Cumulative asset price moves since Draghi first mooted the ECB plan on July 26 is testament to the extent of this relief.
World stock markets have rallied more than 8 percent to four-month peaks, with euro stocks booming almost 20 percent to their highest since March and the euro currency up more than 4 percent on the dollar.
More specifically, Spanish two-year government bond yields have been crushed by four full percentage points to less than 3 percent. Italian two-year bond yields are down almost 3 percentage points to 2.4 percent.
So, game over for fearful world investors? Well, not quite.
“The big game changer was July 26 as the market has simply been pricing huge euro tail risk that the ECB has now cut down,” said William de Vijlder, Chief Investment Officer at BNP Paribas Investment Partners - which has total assets of 513 billion euros ($651 billion) under management.
“What we’ve done is to move from an inherently unstable investment regime into one that is still very challenging but at least we can see a point on the horizon where stability returns.”
Perhaps the biggest test of that will be auctions next week of the key safe-haven investments, 10-year U.S. Treasury bonds and five-year German bunds, where yields have been creeping higher of late.
But de Vijlder said that while his funds might now play Spanish or Italian assets tactically, they would not yet consider structural overweights and the firm had not increased its overall global risk budget.
“For that we need to see a change in the cyclical picture worldwide.”
Next week could tell us quite a bit on that score.
The pulse of China’s economy will be recorded on Sunday and Monday with a slew of inflation, industrial, retail and trade data for August. The U.S. equivalent of August inflation, industrial and retail data pops up on Friday after Thursday’s Fed decision.
Reuters latest poll on Fed expectations put a 45 percent chance on a QE3 announcement this month.
Opinion polls on the outcome of November’s presidential election are just as divided, with incumbent Democrat Barack Obama neck and neck with Republican challenger Mitt Romney.
But Webman at OppenheimerFunds reckons investors are unlikely to get meaningful signals from the race or eventual winner on the all-important fiscal policy issues until early next year. In the meantime, he said it would be better just to stay focused on the steady if unspectacular recovery, assuming monetary policy supports remain in place.
With Wall Street’s at four-year highs and having recorded its best year-to-date gains since 2003, there’s no shortage of optimism on that steady recovery persisting and recent data on housing, the service sector and consumption is encouraging.

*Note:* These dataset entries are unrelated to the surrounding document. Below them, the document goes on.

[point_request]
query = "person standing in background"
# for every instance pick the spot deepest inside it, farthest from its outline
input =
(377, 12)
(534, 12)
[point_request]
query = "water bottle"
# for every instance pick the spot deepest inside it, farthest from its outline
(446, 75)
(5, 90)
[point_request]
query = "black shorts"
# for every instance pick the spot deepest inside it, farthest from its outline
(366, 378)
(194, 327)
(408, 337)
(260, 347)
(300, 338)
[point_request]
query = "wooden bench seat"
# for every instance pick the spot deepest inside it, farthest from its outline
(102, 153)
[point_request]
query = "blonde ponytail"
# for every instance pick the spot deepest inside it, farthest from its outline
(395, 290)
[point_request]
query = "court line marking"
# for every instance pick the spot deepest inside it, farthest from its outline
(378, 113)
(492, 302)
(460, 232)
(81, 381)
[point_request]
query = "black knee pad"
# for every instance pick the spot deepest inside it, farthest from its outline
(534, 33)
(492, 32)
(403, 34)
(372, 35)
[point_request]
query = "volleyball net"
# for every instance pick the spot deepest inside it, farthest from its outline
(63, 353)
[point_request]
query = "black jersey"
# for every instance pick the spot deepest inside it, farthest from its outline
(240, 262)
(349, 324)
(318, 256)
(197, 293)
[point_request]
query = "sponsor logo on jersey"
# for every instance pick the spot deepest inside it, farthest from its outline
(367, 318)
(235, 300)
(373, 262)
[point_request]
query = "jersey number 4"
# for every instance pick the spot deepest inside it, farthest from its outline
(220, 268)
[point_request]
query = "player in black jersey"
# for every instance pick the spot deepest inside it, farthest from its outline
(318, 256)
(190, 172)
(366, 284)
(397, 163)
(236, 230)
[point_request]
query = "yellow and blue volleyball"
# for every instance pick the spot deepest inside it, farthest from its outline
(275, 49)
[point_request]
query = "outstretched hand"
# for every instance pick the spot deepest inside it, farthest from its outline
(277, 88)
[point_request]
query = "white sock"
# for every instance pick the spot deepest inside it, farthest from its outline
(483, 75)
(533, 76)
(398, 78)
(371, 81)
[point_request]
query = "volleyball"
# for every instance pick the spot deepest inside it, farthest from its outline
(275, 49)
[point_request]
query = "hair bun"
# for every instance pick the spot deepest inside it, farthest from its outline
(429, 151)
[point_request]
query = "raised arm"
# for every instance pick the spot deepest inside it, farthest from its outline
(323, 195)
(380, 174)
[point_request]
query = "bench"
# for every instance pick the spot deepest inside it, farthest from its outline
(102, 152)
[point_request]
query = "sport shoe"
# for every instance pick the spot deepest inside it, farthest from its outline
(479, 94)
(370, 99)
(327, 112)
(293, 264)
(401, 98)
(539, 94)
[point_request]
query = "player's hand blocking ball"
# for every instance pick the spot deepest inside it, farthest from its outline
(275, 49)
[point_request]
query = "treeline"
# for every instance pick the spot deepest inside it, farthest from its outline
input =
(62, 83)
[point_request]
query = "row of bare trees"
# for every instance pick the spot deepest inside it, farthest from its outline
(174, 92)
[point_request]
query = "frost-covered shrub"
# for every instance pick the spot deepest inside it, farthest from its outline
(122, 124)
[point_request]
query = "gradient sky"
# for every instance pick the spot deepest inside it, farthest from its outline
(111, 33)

But the August U.S. employment report on Friday showed a lower-than-expected 96,000 increase in payrolls during the month, reinforcing the picture of underwhelming growth at best.
“I‘m a believer in a sustainable but weak recovery. With all the deleveraging from the credit excesses, it’s like the biblical seven lean years following seven years of plenty. But things are getting better slowly,” Webman said.